With that in mind, here are 3 kinds of activity that are guaranteed to change your performance relative to the market, one way or another.
Active fund selection
Say that you are committed to investing exactly $1,000 each month in a low-cost, passively-managed index fund. However, each month you decide from scratch which fund to invest in. Some months you think the domestic stock market’s overvalued and you invest in a total international stock fund instead. Other months you think the domestic stock market’s got a lot of upside potential so you buy in there instead. Other months you see that below-investment-grade bond yields have ticked up and buy $1,000 of that fund instead.
I suspect if you really feel compelled to introduce some kind of activity into your investment decisions, this is the most defensible: you’re consistently adding the same dollar amount to your investments each month, you’re investing in low-cost, passively-managed index funds, and you’ll end up either modestly underperforming or modestly overperforming a truly passive approach.
You still shouldn’t do this, but I find the impulse completely understandable.
Active timing of buying decisions
An approach that is much more likely to see you underperform over time is timing your buying decisions. There are a number of ways you might execute such a “strategy.” In a single-fund portfolio, you might wait until the price/earnings ratio drops below some fixed number before buying, or you might wait until some arbitrary drawdown from the fund’s high point before adding additional funds.
The two biggest problems with this approach are the certainty of missing out on dividend yield and the likelihood of jamming yourself due to tax considerations.
For the first point, consider that the Vanguard 500 at its current price yielded 1.89% in dividends over the last 4 quarters. I am absolutely positive that the Vanguard 500 will experience at least one 10%, 20%, and 50% correction in the next decade, but I am completely agnostic as to whether they will occur tomorrow or 10 years from today, which means I’m completely agnostic about the level from which the drawdown will occur, which could easily be 11%, 25%, or 100% higher than today.
The second point is even more devastating if you’re making contributions to a tax-advantaged account with annual funding limitations. Say you can make 2017 contributions to your IRA on any date between January 1, 2017, and April 16, 2018. You would obviously like to make your purchase on the date within that period when your contribution will purchase the most shares possible. The problem is that each day that elapses is a day when you’re unable to make your purchase, even if it turns out to have been the cheapest entry point. When April 16 comes around, you’re forced to make your contribution, even if it’s the absolute most expensive point during the year, and you’ll meanwhile have missed out on 5 quarterly dividend distributions.
Active selling decisions
The absolute worst kind of activity you can introduce into your account is selling activity. I do not consider this to be because of tax consequences, because I think tax consequences are utterly irrelevant for most investors and wildly overblown even for the small group of investors they do affect.

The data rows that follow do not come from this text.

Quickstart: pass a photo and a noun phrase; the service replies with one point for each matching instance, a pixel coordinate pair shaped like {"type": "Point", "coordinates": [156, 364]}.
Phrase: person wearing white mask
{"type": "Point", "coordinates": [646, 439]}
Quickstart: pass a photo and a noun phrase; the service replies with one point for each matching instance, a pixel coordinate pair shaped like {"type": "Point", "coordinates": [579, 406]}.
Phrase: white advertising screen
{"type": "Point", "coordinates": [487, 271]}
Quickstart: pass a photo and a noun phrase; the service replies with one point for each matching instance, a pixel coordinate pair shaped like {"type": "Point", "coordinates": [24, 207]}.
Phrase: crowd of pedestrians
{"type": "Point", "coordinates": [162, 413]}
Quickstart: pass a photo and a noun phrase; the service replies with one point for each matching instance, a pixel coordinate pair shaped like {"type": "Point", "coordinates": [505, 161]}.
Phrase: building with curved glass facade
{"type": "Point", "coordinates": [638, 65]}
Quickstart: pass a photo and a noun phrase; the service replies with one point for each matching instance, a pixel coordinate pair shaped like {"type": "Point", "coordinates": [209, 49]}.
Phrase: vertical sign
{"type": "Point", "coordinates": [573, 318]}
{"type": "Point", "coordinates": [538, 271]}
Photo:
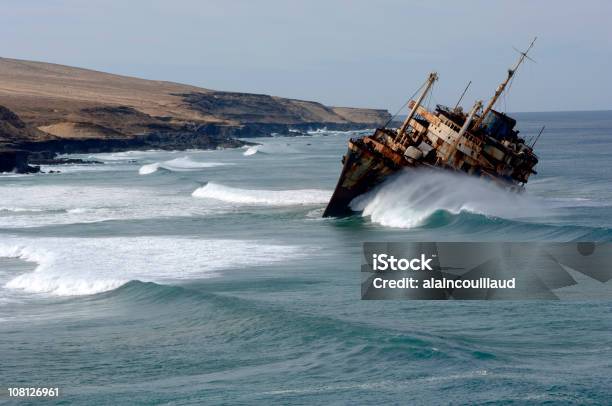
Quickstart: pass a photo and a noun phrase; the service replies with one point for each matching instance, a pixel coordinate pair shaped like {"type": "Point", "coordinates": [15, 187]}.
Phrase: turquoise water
{"type": "Point", "coordinates": [206, 277]}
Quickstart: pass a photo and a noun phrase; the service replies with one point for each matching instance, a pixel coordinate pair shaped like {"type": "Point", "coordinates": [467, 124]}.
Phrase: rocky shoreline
{"type": "Point", "coordinates": [49, 109]}
{"type": "Point", "coordinates": [27, 156]}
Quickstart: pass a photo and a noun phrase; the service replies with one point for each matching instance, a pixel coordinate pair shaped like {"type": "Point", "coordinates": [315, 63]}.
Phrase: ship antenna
{"type": "Point", "coordinates": [433, 76]}
{"type": "Point", "coordinates": [463, 94]}
{"type": "Point", "coordinates": [503, 85]}
{"type": "Point", "coordinates": [538, 136]}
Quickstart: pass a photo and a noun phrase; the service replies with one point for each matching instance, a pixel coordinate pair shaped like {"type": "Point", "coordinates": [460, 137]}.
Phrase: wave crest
{"type": "Point", "coordinates": [176, 165]}
{"type": "Point", "coordinates": [262, 197]}
{"type": "Point", "coordinates": [84, 266]}
{"type": "Point", "coordinates": [409, 199]}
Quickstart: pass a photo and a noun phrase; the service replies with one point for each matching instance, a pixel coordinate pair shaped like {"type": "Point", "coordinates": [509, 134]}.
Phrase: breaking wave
{"type": "Point", "coordinates": [262, 197]}
{"type": "Point", "coordinates": [176, 165]}
{"type": "Point", "coordinates": [411, 198]}
{"type": "Point", "coordinates": [251, 150]}
{"type": "Point", "coordinates": [84, 266]}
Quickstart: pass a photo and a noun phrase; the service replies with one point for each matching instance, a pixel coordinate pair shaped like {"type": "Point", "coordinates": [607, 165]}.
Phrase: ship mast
{"type": "Point", "coordinates": [433, 76]}
{"type": "Point", "coordinates": [502, 86]}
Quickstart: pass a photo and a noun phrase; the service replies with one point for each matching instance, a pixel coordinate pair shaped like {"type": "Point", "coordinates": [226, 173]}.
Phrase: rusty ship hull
{"type": "Point", "coordinates": [481, 143]}
{"type": "Point", "coordinates": [366, 164]}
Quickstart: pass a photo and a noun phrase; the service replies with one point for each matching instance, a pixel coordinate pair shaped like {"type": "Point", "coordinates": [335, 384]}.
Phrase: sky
{"type": "Point", "coordinates": [344, 53]}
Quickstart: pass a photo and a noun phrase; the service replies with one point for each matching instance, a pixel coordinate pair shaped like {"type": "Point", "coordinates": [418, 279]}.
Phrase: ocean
{"type": "Point", "coordinates": [209, 277]}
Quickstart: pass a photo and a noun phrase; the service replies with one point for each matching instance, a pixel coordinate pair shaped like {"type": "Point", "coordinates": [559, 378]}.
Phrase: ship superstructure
{"type": "Point", "coordinates": [482, 142]}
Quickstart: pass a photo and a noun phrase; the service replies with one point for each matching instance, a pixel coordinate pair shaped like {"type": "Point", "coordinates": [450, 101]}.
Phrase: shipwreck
{"type": "Point", "coordinates": [482, 142]}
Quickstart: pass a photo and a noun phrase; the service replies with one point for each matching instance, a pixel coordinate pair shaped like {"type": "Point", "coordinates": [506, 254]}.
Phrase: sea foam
{"type": "Point", "coordinates": [178, 164]}
{"type": "Point", "coordinates": [262, 197]}
{"type": "Point", "coordinates": [410, 198]}
{"type": "Point", "coordinates": [83, 266]}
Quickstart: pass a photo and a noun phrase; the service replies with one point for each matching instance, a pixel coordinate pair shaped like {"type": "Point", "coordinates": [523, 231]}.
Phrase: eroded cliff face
{"type": "Point", "coordinates": [48, 108]}
{"type": "Point", "coordinates": [74, 103]}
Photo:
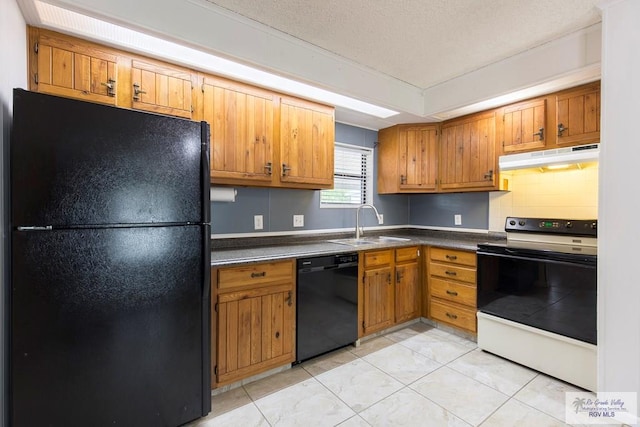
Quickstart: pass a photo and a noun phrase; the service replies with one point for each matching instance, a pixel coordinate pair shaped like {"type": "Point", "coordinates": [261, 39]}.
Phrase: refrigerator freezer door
{"type": "Point", "coordinates": [109, 327]}
{"type": "Point", "coordinates": [78, 163]}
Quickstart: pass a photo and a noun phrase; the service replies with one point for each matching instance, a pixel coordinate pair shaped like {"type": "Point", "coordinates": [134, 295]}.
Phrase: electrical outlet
{"type": "Point", "coordinates": [257, 222]}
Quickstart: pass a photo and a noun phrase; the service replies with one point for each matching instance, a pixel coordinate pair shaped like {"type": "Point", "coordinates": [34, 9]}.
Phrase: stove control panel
{"type": "Point", "coordinates": [574, 227]}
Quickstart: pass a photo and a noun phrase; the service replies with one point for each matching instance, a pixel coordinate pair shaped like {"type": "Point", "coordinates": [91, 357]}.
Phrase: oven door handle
{"type": "Point", "coordinates": [516, 254]}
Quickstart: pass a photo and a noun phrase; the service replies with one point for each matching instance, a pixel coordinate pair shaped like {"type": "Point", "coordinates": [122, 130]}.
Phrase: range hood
{"type": "Point", "coordinates": [557, 156]}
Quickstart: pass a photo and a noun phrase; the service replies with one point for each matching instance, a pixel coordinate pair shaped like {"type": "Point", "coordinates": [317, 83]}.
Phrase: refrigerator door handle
{"type": "Point", "coordinates": [34, 228]}
{"type": "Point", "coordinates": [205, 171]}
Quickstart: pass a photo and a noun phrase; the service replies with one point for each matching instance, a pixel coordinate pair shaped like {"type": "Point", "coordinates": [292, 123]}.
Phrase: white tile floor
{"type": "Point", "coordinates": [418, 376]}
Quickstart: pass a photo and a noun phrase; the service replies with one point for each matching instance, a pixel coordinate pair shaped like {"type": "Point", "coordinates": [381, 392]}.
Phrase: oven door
{"type": "Point", "coordinates": [552, 291]}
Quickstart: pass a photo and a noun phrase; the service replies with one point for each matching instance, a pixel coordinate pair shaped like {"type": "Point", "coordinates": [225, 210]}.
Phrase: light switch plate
{"type": "Point", "coordinates": [257, 222]}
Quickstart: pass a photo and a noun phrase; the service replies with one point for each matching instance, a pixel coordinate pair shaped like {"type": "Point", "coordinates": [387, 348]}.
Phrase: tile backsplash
{"type": "Point", "coordinates": [554, 194]}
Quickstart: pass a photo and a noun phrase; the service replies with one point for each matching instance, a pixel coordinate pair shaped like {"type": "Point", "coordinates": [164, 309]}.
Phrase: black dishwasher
{"type": "Point", "coordinates": [327, 304]}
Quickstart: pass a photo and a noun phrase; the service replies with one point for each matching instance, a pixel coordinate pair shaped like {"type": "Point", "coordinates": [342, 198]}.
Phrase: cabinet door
{"type": "Point", "coordinates": [578, 115]}
{"type": "Point", "coordinates": [418, 158]}
{"type": "Point", "coordinates": [255, 331]}
{"type": "Point", "coordinates": [407, 292]}
{"type": "Point", "coordinates": [161, 88]}
{"type": "Point", "coordinates": [306, 144]}
{"type": "Point", "coordinates": [72, 68]}
{"type": "Point", "coordinates": [242, 131]}
{"type": "Point", "coordinates": [523, 126]}
{"type": "Point", "coordinates": [377, 300]}
{"type": "Point", "coordinates": [468, 159]}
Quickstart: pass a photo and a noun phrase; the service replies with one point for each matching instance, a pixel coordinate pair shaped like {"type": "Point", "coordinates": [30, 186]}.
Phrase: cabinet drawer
{"type": "Point", "coordinates": [453, 256]}
{"type": "Point", "coordinates": [453, 272]}
{"type": "Point", "coordinates": [456, 292]}
{"type": "Point", "coordinates": [374, 258]}
{"type": "Point", "coordinates": [255, 274]}
{"type": "Point", "coordinates": [457, 316]}
{"type": "Point", "coordinates": [406, 254]}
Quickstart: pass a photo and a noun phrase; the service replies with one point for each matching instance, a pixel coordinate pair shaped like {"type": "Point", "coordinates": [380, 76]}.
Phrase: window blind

The problem with selling activity is that it requires you to be right twice: you have to correctly guess when the price of a fund will drop, and exit before it does so, and then you have to correctly guess when it is at or near its bottom in order to reenter before it rises again (or guess when some other fund will start to rise).
The one kind of selling that makes any sense is rebalancing from appreciated assets to less-appreciated assets within a tax-advantaged account. For example, a 50/50 domestic/international portfolio may naturally change its weight to 60/40 if domestic stocks drastically outperform international stocks. I don’t think you should do that, but I understand the logic behind it if you have some reason to be invested in a 50/50 portfolio to begin with.
What is a passive investment portfolio?
There are two ways to construct a truly passive investment portfolio:
- Make regular, identical purchases of a fixed asset allocation, and never change it.
- Make a single purchase of a fixed asset allocation, and never change it.
As an example of the first, you might contribute a fixed dollar amount to a single domestic index fund every week or month. As an example of the second, you might make a single purchase of a fund or set of funds and never buy or sell them again.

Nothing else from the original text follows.